3-5-17 Sermon - “Child of God: Naming Each Other”
(This is the second in our series for Lent, "Roll Down Justice.")
“What’s in a name. A rose by any other name would smell as sweet,” wrote William Shakespeare in Romeo and Juliet. In that passage, Juliet takes exception to the idea that she should not fall in love with Romeo simply because he is from the house of Montague.
The name, she insists, doesn’t matter.
Does naming matter? Does a name define us?
Is it merely a label that is placed on us at birth
by hopeful parents or is it more than that?
What does a name same about us? Well, you know of course, that in this day and age all we have to do is turn to Google to find out. So I did.

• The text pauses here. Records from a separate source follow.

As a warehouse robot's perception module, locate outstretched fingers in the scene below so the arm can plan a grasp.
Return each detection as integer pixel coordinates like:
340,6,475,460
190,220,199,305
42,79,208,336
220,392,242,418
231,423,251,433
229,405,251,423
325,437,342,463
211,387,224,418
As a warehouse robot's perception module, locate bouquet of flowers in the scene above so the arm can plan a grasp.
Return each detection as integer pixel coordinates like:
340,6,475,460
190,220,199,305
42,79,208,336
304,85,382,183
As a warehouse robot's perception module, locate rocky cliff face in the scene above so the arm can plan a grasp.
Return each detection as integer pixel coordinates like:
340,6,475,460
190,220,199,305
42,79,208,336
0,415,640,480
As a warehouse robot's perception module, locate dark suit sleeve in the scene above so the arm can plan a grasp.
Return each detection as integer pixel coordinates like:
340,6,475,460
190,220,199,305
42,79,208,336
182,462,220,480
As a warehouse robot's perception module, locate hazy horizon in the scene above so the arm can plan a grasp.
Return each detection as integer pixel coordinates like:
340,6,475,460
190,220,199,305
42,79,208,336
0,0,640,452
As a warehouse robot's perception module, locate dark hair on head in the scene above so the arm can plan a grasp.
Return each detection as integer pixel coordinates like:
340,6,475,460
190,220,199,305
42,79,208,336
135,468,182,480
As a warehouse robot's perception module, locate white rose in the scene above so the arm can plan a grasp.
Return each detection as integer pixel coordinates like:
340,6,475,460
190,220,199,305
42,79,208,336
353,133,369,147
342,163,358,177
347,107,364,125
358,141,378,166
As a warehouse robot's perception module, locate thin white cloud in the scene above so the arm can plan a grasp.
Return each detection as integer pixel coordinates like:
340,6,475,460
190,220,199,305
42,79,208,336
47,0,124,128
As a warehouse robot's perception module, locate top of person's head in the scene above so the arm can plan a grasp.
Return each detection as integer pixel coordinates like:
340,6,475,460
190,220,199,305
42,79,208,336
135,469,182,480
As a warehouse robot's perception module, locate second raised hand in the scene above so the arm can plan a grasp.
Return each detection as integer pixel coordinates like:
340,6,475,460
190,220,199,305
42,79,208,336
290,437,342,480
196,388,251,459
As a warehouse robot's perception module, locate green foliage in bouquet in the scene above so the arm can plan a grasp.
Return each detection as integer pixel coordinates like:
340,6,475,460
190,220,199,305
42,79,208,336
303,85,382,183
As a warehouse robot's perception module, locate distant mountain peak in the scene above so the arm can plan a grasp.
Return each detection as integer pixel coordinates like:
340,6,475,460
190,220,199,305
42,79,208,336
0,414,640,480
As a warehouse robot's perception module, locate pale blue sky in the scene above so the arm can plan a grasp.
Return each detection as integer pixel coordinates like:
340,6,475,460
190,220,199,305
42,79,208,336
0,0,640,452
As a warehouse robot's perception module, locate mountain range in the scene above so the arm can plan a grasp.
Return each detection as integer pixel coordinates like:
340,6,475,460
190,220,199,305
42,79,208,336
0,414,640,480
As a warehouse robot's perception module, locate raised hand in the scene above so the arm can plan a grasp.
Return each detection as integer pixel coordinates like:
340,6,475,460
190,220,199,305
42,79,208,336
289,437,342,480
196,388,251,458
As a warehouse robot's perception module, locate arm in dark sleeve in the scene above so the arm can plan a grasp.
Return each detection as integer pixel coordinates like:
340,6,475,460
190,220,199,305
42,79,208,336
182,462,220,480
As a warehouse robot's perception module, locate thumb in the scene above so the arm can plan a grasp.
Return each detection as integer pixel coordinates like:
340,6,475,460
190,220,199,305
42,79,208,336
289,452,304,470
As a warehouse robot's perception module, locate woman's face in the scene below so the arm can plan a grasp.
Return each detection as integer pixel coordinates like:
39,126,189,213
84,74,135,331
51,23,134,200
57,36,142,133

"Jay," often a shortened version of Jason or Jared or some other “J” name, gained popularity as a proper name in its own right in the 18th century in honor of the colonial era statesman, John Jay. Among its American and German meanings, according to the website sheknows.com, is “swift.” In Sanskrit it means “victorious,” while in the Hindu religion there are various deities named “Jay.” The French meaning, though, which is the one most often found in “baby name” books, is “like a Bluejay,” or, “one who talks a lot.” Hmmm.
Guess I’m going to have to own that last one.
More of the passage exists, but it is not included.